Conviene sin duda ubicar en esta época el período clásico
de su existencia. Pues el genio omnipotente del señor Burke pronto lo arrastró
fuera de las normas y reglas de una tragedia donde había siempre un narrador y
un confidente. El señor Burke evolucionó solo (sería pueril invocar la
influencia del señor Hare) hacia una especie de romanticismo. El decorado del
desván del señor Hare no le bastaba e inventó el procedimiento nocturno en
medio de la niebla. Los numerosos imitadores del señor Burke han empañado un
poco la originalidad de su estilo. Pero he aquí la verdadera tradición del
maestro.
La fecunda imaginación del señor Burke se había fatigado
de los relatos eternamente pare-cidos, de la experiencia humana. Jamás el
resultado había respondido a su esperanza. Llegó a no interesarse más que en el
aspecto real, para él siempre variado, de la muerte. Localizó todo el drama en el
desenlace. Ya no le importó la calidad de los actores. Los moldeó al azar. El
único acceso-rio del teatro del señor Burke era una máscara de tela rellena de
pez. El señor Burke salía en las noches de bruma, llevando esa máscara en la
mano. Iba acompañado del señor Hare. El señor Burke esperaba al primer
transeúnte, se le adelantaba, luego, volviéndose, le aplicaba sobre la cara la
máscara de pez súbita y firmemente. Enseguida los señores Burke y Hare se
apoderaban, cada uno de un lado, de las brazos del actor. La máscara de tela
rellena de pez ofrecía la síntesis genial de ahogar a la vez los gritos y el
aliento. Además, era trágica. La máscara esfumaba los gestos del actor, si bien
había algunos que parecían imitar a un borracho. Concluida la escena, los
señores Burke y Hare tomaban un cab y despojaban al personaje. El señor Hare se
ocupaba de sus ropas, mientras el señor Burke subía un cadáver fresco y limpio
a casa del doctor Knox.
Aquí es cuando, discrepando con la mayoría de los
biógrafos, dejaré a los señores Burke y Hare en medio de su aureola gloriosa.
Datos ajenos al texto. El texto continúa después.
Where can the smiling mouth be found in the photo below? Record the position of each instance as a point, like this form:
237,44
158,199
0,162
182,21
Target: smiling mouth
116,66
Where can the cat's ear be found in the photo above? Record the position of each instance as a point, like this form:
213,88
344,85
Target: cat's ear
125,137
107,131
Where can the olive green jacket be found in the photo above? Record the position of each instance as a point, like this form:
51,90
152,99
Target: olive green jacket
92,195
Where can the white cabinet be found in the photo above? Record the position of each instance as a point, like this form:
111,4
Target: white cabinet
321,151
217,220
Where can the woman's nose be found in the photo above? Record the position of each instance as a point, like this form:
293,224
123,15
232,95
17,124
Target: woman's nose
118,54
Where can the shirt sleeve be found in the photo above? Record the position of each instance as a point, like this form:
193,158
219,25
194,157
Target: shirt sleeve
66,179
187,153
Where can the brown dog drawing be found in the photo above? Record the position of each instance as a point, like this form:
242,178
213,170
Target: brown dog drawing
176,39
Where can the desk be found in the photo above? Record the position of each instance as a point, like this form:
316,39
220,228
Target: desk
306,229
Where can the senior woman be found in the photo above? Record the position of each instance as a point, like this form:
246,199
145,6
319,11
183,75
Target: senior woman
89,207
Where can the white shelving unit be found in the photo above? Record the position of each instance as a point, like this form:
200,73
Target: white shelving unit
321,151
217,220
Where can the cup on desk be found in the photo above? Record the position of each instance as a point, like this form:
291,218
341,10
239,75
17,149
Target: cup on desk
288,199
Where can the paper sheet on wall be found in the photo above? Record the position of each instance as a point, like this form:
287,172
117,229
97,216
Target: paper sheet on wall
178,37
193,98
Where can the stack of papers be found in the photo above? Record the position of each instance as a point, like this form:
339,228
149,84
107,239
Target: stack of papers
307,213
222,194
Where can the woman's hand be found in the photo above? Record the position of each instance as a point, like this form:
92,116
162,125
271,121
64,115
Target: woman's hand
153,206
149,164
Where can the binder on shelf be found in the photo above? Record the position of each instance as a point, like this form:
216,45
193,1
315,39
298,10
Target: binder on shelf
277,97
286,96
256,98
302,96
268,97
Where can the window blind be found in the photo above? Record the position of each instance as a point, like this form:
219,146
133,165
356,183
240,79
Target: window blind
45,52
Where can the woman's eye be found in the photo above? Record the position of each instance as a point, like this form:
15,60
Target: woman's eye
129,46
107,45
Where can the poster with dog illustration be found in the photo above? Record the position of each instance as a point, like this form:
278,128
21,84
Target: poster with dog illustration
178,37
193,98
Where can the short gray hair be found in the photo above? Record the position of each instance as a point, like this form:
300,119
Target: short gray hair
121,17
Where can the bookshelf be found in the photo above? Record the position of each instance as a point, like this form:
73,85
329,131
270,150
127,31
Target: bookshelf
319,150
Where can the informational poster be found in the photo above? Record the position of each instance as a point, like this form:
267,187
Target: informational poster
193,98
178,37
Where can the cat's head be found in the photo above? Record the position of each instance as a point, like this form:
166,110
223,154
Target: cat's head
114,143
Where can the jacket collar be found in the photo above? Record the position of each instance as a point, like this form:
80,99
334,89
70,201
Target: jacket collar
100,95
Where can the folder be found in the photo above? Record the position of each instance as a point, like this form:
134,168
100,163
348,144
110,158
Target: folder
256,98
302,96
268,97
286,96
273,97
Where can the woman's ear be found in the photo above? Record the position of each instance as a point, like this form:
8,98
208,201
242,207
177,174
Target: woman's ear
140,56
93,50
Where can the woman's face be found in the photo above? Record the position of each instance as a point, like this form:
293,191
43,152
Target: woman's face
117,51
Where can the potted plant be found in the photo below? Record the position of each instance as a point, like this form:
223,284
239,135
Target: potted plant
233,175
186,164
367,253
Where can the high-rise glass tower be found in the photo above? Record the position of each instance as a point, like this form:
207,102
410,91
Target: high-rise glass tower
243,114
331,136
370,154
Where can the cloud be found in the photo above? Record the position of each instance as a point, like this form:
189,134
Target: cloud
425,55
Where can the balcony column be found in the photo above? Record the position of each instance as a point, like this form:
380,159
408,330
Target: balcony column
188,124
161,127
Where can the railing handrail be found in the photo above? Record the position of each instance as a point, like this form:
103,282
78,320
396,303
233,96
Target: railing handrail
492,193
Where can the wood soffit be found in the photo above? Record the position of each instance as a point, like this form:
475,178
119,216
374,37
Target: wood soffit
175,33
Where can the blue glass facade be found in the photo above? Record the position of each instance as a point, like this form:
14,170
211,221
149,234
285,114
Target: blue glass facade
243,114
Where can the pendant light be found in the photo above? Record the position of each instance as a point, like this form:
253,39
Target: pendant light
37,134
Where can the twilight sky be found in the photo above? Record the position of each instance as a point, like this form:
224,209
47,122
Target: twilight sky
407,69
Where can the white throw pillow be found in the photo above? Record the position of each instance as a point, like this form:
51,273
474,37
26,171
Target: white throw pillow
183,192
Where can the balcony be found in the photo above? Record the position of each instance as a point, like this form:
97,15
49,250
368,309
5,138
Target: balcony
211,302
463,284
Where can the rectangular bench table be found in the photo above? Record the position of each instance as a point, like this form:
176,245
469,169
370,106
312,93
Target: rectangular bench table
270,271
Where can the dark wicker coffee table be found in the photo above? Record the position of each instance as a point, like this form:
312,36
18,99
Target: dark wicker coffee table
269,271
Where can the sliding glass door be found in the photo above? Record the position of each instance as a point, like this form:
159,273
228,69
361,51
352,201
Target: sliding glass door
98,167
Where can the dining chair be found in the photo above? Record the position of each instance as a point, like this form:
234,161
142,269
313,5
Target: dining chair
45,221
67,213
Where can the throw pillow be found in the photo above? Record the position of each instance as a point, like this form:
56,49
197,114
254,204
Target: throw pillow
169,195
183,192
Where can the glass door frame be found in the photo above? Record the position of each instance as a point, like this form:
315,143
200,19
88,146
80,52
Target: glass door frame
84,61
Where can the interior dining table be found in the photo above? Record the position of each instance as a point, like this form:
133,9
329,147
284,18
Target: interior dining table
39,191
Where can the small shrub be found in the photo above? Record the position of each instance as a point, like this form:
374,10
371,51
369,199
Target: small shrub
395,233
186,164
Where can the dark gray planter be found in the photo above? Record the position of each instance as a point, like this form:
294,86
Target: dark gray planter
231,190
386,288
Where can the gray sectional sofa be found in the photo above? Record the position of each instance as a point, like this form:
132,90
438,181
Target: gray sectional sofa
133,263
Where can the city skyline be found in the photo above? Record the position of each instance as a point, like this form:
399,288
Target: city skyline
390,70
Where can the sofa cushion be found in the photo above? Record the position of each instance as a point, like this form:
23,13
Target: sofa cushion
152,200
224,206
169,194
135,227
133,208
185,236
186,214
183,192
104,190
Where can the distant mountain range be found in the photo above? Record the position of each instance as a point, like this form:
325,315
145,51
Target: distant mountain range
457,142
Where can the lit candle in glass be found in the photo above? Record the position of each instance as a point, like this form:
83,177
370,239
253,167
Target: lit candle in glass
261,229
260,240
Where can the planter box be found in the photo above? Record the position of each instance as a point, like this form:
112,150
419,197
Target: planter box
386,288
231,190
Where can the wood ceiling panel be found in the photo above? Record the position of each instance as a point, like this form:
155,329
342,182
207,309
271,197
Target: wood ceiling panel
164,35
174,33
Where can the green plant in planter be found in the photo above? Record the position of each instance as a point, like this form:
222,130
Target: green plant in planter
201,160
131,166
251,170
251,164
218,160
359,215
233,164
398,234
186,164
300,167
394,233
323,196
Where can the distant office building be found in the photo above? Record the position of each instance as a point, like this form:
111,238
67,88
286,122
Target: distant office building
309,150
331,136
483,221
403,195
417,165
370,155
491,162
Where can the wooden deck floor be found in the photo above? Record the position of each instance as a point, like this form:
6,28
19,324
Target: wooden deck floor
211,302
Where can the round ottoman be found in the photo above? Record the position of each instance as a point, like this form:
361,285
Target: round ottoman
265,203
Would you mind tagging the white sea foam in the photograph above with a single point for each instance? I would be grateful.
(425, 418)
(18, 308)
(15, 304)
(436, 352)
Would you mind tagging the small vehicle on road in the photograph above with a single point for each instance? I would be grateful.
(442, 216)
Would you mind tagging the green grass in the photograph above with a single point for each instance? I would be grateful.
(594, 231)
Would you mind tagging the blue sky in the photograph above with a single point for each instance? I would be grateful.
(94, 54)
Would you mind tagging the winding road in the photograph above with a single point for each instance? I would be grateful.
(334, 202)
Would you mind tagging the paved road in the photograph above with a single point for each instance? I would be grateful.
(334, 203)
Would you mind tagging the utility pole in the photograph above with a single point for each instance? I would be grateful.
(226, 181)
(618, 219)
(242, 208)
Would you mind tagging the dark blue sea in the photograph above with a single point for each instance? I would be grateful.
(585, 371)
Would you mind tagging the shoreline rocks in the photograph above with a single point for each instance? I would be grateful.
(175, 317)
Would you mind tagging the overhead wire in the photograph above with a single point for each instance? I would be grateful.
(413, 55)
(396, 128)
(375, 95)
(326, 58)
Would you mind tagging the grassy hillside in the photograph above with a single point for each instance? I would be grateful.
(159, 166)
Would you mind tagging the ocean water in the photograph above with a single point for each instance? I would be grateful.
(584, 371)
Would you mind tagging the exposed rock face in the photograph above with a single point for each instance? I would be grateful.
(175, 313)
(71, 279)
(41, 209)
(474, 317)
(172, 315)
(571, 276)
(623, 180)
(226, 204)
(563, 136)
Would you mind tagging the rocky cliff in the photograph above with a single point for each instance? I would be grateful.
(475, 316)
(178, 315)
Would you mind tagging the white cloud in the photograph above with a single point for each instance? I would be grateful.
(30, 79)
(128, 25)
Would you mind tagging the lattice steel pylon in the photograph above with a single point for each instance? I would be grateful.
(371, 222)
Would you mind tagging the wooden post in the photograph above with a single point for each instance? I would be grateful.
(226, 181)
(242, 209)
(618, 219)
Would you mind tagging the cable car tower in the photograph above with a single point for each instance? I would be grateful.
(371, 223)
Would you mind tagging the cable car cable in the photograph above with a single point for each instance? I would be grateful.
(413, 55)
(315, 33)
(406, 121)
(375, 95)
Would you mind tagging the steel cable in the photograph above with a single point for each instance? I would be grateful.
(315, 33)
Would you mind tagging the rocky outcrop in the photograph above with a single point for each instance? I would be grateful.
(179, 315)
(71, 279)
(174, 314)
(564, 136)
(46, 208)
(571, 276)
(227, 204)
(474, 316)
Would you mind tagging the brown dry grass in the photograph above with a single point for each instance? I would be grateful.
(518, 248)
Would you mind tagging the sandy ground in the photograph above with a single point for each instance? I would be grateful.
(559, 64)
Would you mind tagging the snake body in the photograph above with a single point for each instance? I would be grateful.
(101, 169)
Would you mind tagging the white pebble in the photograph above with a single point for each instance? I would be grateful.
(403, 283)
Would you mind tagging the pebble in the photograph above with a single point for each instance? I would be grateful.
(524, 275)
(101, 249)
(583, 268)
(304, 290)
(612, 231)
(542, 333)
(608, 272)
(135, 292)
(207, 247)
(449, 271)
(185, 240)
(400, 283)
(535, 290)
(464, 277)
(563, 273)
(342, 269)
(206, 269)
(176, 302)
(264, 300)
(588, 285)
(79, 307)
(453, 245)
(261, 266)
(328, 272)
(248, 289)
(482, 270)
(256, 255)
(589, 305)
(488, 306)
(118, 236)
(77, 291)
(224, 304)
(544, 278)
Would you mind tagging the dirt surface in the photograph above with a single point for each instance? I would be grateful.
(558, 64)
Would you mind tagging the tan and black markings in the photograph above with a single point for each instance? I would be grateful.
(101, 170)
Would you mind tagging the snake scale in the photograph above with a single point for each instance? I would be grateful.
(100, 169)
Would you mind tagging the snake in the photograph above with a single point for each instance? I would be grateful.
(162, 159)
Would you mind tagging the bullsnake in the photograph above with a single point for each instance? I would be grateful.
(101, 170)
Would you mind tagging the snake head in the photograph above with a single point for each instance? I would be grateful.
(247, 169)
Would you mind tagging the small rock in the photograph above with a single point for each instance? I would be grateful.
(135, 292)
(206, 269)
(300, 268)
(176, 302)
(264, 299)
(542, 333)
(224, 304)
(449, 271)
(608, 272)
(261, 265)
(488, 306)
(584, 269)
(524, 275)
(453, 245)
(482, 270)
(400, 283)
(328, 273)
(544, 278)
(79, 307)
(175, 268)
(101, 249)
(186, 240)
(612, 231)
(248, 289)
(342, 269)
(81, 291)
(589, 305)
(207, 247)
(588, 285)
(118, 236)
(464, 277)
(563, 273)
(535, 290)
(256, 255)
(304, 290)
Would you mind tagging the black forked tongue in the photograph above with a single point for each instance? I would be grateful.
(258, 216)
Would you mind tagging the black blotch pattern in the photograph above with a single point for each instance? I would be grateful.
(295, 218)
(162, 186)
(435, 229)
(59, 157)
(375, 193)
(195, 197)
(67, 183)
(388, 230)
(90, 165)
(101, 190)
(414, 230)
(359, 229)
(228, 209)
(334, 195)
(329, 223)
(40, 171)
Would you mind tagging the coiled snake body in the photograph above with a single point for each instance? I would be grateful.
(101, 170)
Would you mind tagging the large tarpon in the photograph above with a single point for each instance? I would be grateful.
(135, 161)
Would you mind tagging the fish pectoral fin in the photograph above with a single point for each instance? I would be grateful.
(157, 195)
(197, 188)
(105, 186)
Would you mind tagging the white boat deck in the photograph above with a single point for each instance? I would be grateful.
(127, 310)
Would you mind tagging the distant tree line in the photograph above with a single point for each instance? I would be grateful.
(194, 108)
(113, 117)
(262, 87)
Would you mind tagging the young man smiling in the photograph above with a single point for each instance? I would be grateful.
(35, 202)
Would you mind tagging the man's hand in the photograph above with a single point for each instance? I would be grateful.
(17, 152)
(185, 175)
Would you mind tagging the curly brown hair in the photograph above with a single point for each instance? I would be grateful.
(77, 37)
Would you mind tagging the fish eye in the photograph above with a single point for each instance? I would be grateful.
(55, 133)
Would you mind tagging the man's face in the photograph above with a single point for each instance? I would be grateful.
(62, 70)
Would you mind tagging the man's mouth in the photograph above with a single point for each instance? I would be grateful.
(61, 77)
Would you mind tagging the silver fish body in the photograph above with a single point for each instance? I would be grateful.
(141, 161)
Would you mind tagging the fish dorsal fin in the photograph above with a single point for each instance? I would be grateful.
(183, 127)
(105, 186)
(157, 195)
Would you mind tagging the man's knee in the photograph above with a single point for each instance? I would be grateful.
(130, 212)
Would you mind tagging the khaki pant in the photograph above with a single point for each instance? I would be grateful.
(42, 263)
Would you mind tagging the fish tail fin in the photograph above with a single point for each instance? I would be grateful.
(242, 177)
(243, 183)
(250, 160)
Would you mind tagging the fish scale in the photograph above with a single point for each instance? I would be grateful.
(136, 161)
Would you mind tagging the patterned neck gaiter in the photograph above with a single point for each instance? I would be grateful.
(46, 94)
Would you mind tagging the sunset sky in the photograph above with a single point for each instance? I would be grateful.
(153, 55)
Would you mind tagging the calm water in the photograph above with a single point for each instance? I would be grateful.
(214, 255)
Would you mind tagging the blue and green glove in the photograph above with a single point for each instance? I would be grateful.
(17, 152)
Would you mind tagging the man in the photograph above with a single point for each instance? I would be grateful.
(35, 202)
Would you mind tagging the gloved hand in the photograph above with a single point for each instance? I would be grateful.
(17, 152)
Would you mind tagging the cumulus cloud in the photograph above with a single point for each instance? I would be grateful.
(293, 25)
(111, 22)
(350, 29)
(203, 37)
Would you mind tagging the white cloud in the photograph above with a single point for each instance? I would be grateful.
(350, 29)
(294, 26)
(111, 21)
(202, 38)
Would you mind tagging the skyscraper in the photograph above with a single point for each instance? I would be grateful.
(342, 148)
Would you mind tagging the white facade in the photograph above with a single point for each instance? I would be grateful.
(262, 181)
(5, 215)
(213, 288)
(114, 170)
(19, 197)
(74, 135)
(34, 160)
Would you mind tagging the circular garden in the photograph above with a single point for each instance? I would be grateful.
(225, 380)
¿Por qué destruir un efecto artístico tan bello llevándolos lánguidamente hasta
el final de su carrera y revelando sus flaquezas y sus decepciones? Sólo hay
que verlos con su máscara en la mano, vagando en las noches de niebla.
Porque el final de su vida fue vulgar y semejante a
tantas otras. Al parecer ahorcaron a uno de ellos y el doctor Knox tuvo que
renunciar a la Facultad de Edimburgo. El señor Burke no dejó otras obras.